Linchamentos, uma epidemia de raiva que se espalha na Venezuela


AFP/Arquivos / CARLOS BECERRAManifestantes venezuelanos põe fogo em suposto ladrão em Caracas


"Queimem-no!", "Maldito!", grita a multidão descontrolada enquanto chuta no chão um suposto assaltante. Os linchamentos se multiplicam na Venezuela, segundo especialistas, com explosões de ira e frustração.
Desta vez, um homem de cerca de 35 anos, que supostamente tentou roubar uma mulher com uma pistola em um concorrido setor de Caracas, foi pego por pedestres.
Em pouco tempo estava nu e quase inconsciente na calçada, mas os chutes na cabeça e no rosto dados por 20 pessoas não paravam, observou uma equipe da AFP.

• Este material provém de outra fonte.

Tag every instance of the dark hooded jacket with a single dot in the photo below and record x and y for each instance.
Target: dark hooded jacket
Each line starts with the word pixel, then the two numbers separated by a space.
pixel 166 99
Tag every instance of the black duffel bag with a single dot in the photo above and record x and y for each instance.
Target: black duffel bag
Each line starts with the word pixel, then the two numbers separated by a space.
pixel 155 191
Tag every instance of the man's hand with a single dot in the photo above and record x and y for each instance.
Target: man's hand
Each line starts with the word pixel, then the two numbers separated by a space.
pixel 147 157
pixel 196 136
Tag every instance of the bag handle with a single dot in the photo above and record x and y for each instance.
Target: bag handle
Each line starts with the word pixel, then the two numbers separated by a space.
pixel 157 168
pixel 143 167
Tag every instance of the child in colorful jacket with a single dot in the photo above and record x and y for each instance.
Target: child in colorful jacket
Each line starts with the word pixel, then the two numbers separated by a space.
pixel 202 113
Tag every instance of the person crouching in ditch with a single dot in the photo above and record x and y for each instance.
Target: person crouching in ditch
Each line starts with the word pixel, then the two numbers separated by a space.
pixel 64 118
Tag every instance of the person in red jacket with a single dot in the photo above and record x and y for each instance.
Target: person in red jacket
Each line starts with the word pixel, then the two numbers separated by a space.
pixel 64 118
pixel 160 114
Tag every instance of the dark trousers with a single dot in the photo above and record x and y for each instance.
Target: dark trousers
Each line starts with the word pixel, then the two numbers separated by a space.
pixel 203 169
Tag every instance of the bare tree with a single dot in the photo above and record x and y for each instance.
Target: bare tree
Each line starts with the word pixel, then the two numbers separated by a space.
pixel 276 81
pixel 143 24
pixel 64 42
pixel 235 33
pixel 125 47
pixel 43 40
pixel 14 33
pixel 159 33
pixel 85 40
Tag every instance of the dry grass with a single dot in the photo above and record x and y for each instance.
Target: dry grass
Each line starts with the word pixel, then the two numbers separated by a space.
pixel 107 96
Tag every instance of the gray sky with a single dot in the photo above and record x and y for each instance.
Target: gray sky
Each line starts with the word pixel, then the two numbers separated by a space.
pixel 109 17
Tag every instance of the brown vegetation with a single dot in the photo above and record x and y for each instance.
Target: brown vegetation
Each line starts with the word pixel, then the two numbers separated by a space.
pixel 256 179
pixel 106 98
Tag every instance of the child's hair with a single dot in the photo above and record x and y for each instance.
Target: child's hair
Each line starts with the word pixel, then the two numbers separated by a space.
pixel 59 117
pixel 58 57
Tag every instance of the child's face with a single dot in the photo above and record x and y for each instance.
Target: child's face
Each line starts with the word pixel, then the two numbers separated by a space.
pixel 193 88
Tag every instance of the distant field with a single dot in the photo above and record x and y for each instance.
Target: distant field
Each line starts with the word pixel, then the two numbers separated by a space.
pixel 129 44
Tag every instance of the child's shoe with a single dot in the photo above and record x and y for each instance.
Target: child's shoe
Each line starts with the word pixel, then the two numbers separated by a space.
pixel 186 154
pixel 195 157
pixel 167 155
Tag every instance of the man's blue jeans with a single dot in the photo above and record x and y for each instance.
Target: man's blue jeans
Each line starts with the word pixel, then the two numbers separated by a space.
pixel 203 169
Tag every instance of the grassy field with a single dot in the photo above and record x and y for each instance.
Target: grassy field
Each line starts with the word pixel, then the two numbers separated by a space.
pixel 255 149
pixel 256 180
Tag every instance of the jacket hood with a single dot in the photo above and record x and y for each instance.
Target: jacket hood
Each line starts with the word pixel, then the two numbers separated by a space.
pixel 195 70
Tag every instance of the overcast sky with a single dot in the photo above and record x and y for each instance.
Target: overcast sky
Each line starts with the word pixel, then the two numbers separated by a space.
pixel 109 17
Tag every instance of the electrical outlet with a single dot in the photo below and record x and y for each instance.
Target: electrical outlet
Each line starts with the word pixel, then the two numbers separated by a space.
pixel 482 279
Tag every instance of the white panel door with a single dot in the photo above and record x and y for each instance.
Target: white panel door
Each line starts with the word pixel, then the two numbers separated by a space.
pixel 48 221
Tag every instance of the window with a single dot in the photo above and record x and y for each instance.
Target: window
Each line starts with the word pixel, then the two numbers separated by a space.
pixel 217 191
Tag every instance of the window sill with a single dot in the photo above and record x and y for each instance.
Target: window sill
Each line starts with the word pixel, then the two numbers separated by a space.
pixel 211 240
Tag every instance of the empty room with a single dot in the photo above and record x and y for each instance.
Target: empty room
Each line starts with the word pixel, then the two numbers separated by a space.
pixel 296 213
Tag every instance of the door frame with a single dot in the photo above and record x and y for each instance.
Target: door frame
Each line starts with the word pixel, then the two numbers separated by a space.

Pelo contrário, um pequeno movimento avivou a fúria sem que um grupo de policiais - que chegou 10 minutos depois da captura - pudesse impedir. Impotente, uma mulher tentava conter a multidão.
"Te salvaram de te queimarmos", vociferou um homem enquanto o suspeito era levado arrastado e algemado até uma patrulha em meio a gritos de satisfação de seus agressores.
De janeiro a maio, 60 pessoas morreram linchadas e outras 36 sobreviveram a esses ataques; em 2016 houve 126 mortos contra 20 em 2015, de acordo com o Observatório Venezuelano de Conflito Social (OVCS), que adverte para uma "subnotificação muito grande".
"Nos linchamentos, os cidadãos canalizam a raiva, o descontentamento diante de um Estado que não garante os seus direitos. Acham que estão fazendo justiça e chegam a matar", disse à AFP o coordenador do OVCS, Marcos Ponce.
- Do medo à ira -
Por trás está a impunidade. Segundo o criminologista Fermín Mármol, apenas seis em cada 100 crimes recebem punição na Venezuela.
Um déficit alarmante em um dos países mais violentos, com uma taxa de homicídios de 70,1 a cada 100.000 habitantes em 2016 - nove vezes a média mundial -, de acordo com a Procuradoria.
"As pessoas não sentem que o Estado as proteja, assim optam por se defender, transformam o medo em ira", assinalou à AFP Freddy Crespo, professor de Criminologia na Universidade dos Andes.
E a cada vez os linchamentos se tornam mais cruéis. Em abril, um homem foi preso em chamas em Valencia; em maio, um conhecido ladrão foi retirado de sua casa por uma multidão que cortou três dedos de uma de suas mãos e o assassinou, segundo o monitoramento do OVCS.
Em janeiro, outro homem, surpreendido quando supostamente assaltava uma casa em Barrancas del Orinoco, foi morto e pendurado em uma árvore com uma placa que dizia "não queremos mais roubos".
"O objetivo é matar antes da polícia chegar", comenta Ponce. Queimar também tem uma carga simbólica: o desaparecimento.
Neste ardor morrem os inocentes. Em março, a justiça condenou um homem a seis anos e oito meses de prisão por cumplicidade no assassinato de Roberto Fuentes, linchado e queimado quando ajudava a vítima de um roubo e que foi acusado de ser o ladrão.
Como um reflexo do desarranjo social, os especialistas acreditam que os linchamentos também têm como ingrediente a grave crise econômica vivida pela Venezuela desde 2014.
"Os outros problemas pesam muito", afirma Crespo, que observa que no país se conjugam a "frustração social" e a "falta de confiança nas instituições".
- Rechaço à barbárie -
A justiça com as próprias mãos tem alta aprovação social, acrescenta o professor, que vê uma atitude passiva das autoridades para evitar.
Dámaso Velázquez participou de uma surra, segundo disse, movido pelo "ódio" a um assaltante, e não se arrepende.
"Não me deu pena porque o vi roubando [...], e o que lhe aconteceu está bem. O governo o prende e solta de novo", justificou à AFP.
O fenômeno ganhou tom político depois que um jovem foi esfaqueado e queimado durante um protesto opositor em 20 de maio, em Caracas.
O presidente Nicolás Maduro disse que Orlando Figuera, de 22 anos e que morreu em 4 de junho, foi vítima de "crime de ódio" depois de ser acusado entre a multidão de ser um ladrão ou um chavista infiltrado.
Maduro chegou a apresentar um vídeo do ataque.
Durante os protestos contra o governo, iniciados em abril e que deixam 70 mortos, manifestantes têm espancado supostos batedores de carteira.
Mas o apoio a estas práticas também gera rechaço do povo.
"Tampouco é justo que se você rouba, eu venha e te mate, te queime ou te machuque, ou me tornarei alguém mais bárbaro do que você foi", reflete María Hernández, vizinha de um setor onde houve vários casos como estes.